第三十三話 飢えと家族
もうすぐ十六になる安奈が住んでいた土地は、山の中で自然豊かであった。安奈は髪の長い美しい少女だった
彼女は小さな木製の家で、父と母と妹たちと暮らしていた。 安奈の家は貧しかったが幸せに暮らしていた。

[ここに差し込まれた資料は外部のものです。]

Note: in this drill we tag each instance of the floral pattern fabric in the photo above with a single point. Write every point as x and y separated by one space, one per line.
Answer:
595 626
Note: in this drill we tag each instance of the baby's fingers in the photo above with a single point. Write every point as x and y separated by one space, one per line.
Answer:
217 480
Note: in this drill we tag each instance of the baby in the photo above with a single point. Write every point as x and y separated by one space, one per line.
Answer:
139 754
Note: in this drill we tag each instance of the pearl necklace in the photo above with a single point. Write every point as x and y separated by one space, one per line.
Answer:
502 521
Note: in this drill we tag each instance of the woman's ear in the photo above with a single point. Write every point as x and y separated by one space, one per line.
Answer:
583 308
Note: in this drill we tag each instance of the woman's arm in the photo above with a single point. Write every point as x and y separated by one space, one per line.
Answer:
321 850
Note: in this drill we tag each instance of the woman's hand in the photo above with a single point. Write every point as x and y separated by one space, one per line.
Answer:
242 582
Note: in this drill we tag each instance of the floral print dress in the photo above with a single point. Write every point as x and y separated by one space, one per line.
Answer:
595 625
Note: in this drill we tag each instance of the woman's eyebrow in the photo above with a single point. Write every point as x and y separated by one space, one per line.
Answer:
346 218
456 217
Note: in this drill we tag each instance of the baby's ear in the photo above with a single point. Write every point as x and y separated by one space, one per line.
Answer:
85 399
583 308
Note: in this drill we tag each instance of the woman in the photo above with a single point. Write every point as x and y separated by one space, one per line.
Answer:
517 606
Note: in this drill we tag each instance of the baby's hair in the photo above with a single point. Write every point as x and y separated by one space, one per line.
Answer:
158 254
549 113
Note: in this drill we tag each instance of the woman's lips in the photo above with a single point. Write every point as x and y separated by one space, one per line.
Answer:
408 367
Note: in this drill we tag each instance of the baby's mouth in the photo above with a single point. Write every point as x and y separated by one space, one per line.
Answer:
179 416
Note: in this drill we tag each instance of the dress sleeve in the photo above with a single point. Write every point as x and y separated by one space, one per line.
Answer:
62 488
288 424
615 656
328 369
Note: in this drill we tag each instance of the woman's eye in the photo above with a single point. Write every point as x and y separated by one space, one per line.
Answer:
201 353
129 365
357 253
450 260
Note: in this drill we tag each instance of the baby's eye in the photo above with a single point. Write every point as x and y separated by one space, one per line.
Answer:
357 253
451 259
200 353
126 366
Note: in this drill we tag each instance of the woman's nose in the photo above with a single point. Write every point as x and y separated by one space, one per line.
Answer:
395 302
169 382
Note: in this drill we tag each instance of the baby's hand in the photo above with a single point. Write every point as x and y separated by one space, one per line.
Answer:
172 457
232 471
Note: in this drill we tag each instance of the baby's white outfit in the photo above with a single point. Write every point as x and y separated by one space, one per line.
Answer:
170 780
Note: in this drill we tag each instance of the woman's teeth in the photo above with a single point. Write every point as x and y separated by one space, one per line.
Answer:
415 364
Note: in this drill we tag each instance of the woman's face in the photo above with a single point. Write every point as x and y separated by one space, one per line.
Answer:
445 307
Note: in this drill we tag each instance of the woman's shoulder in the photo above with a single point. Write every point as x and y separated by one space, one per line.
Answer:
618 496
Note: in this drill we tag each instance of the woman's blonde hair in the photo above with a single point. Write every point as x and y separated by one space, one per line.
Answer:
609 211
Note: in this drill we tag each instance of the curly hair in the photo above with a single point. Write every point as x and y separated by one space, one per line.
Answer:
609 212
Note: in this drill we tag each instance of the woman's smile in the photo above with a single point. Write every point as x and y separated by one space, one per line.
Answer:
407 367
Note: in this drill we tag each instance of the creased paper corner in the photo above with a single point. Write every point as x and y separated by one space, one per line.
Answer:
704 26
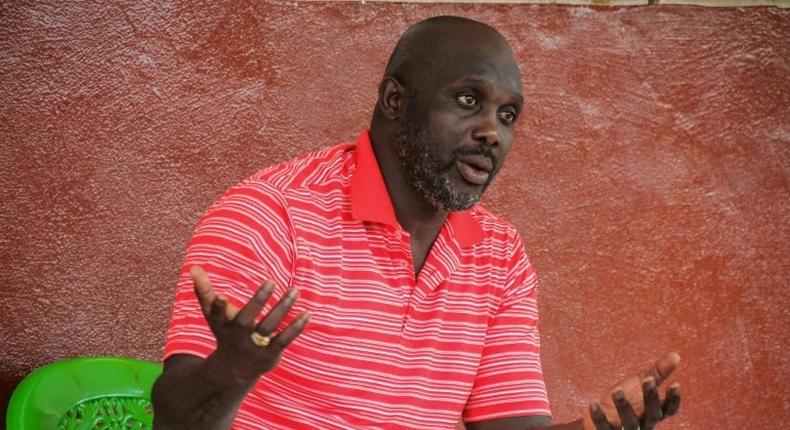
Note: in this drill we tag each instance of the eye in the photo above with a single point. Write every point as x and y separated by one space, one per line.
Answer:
466 100
508 117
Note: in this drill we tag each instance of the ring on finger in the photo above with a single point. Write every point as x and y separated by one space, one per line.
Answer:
260 340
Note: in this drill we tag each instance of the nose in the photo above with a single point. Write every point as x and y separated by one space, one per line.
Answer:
486 131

しかしある時、異常気象で凶作が続き、飢饉が起こった。
安奈の家の貯蓄は半年で底が付きそうになり、食卓は小さくやせた作物しか出なくなってしまった
彼女たちは飢えた。
ある日、家の中で、安奈の父と母が安奈と妹の杏理の前であることを話した。
「お父さんとお母さんはこの家を出る。」
父の言葉に安奈は驚き、尋ねる。
「なに言っているの!?」
「ただ飯ぐらいの父親と母親が、家にいてもしょうがない。残りの食料はお前たちでわけてくれ」
「そんなのいや!!」
父の言葉で妹の杏理は泣いていてしまう。安奈はそれを何とかして止まそうとしたが、止まらなかった。杏理の言葉に父は何も言わず、家の扉に手をかけた。
「お父さん。行かないで!」
杏理は出て行こうとする父と母引き留めようとするが
「お姉ちゃん!?」
止められたことに驚き、振り返り安奈の顔を見る。
引き留めた安奈は泣いていた。彼女は父と母がこうすることしかできない事がわかっていた。親の意思を尊重して杏理を引き留めた。安奈の顔を見て杏理は何も言えなくなり、父と母は扉を開けて、家から去り山の中に消えた。残されれた杏理が安奈に問うかける。
「お姉ちゃんはどこにも行かないよね」
「うん行かないよ。どこにも行かないよ」
残された二人はただ悲しみ、無力な自分たちと今の現状を呪った。
飢えは容赦なく残された二人に襲い掛かった。
家の蓄えが尽き、彼女たちが土などを食べ始めてしばらくたったある日。妹の杏理が倒れた。
姉である安奈は甲斐甲斐しく看病するも、妹の容体はよくならなかった。
杏理は栄養失調にかかったのだ。倒れる妹を見て安奈は泣き続けた。
「どうして。私じゃないんだ!?」
彼女は自分の体の頑丈さを恨み、目の前の妹に、白米さえ与えられぬ自分に憤慨した。痩せこけた杏理が虚空につぶやく。
「甘いのが食べたい」
「わかった。お姉ちゃんが今すぐ持ってきてやるからな!!」
安奈は叫び家を飛び出した。安奈は山の中を走る。走る。しかし、果物や木の実は決して見つからなかった。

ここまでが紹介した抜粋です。